MeXtract-3B: Specialized Metadata Extraction
MeXtract-3B, developed by IVUL at KAUST, is a 3.1 billion parameter model fine-tuned from Qwen2.5 3B Instruct. Its core purpose is to efficiently extract structured metadata from scientific papers using a schema-based definition for attributes. This model is built upon a synthetically generated dataset, enabling robust performance in its specialized domain.
Key Capabilities
- Schema-based Extraction: Defines metadata attributes with types, min/max lengths, and options for precise control.
- Light-weight Architecture: A 3.1B parameter model, offering efficiency for deployment.
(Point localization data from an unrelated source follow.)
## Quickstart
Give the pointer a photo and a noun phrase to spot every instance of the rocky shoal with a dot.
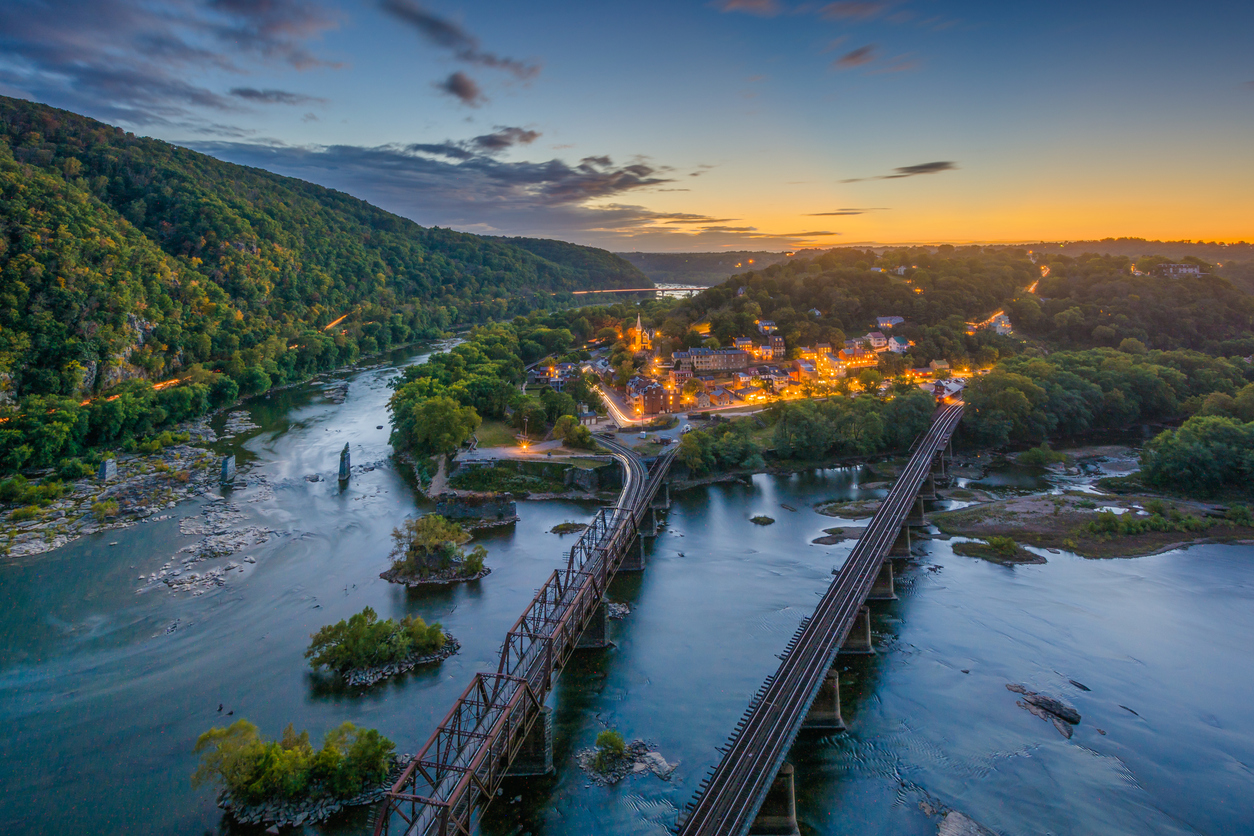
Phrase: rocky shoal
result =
(435, 579)
(309, 811)
(637, 760)
(144, 488)
(366, 677)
- High Accuracy: Achieves an average score of 73.23 on the MOLE+ benchmark, significantly outperforming base models like Qwen2.5 3B Instruct (57.16) and other 3B-4B alternatives.
Good for
- Automated Metadata Retrieval: Ideal for extracting specific information (e.g., author names, affiliations, keywords) from large corpora of scientific documents.
- Structured Data Generation: Useful for converting unstructured text from papers into structured, queryable data formats.
- Research and Academic Applications: Enhances tools for literature review, citation management, and knowledge graph construction.
Note: MeXtract-3B is optimized for metadata extraction and may not perform well on general NLP tasks.